Terming the political backlash against demonetisation as unfortunate, Prime Minister Narendra Modi on Sunday thanked the Indian diaspora for their support to the note ban to curb black money and fight corruption.
“I would like to thank you for supporting our fight against black money and corruption though political pundits called the note ban anti-people,” Modi told about 1,800 overseas Indians at the 14th Pravasi Bharatiya Divas celebrations here.
Modi, on November 8, 2016, banned the old Rs 500 and Rs 1,000 notes to check black money, corruption, terror funding and counterfeiting of currency and gave the people 50 days till December 30 to exchange the phased out notes for new ones.
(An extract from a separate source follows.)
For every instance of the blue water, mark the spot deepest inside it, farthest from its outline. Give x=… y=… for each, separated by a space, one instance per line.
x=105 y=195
Ruing that the twin evils — black money and corruption — had adversely affected the country’s economy and polity over the years, Modi said the time had come to eliminate them and help the honest people live with dignity and respect.
“I am grateful to all of you for supporting us in this war against the two evils that were weakening the country,” the Prime Minister said.
The moment Modi raised the demonetisation issue during his 40-minute address — in both English and Hindi, a majority of the audience cheered and applauded, hailing his decision.
“As corruption and black money were corroding our system from within, we had to take a strong stand and we did,” Modi said.
Modi urged the diaspora, especially Non-Resident Indians (NRIs), to avail of the six-month extension given from January 1 to surrender the banned notes at designated Reserve Bank of India (RBI) offices till June 30.
“We have made arrangements at airports for NRIs to declare on arrival the old notes they are carrying and submit them to the RBI in exchange for new notes or crediting them to their bank accounts,” he said.
The government has also given three months up to March 31, 2017, to Indians staying or travelling abroad to declare if they possess old notes.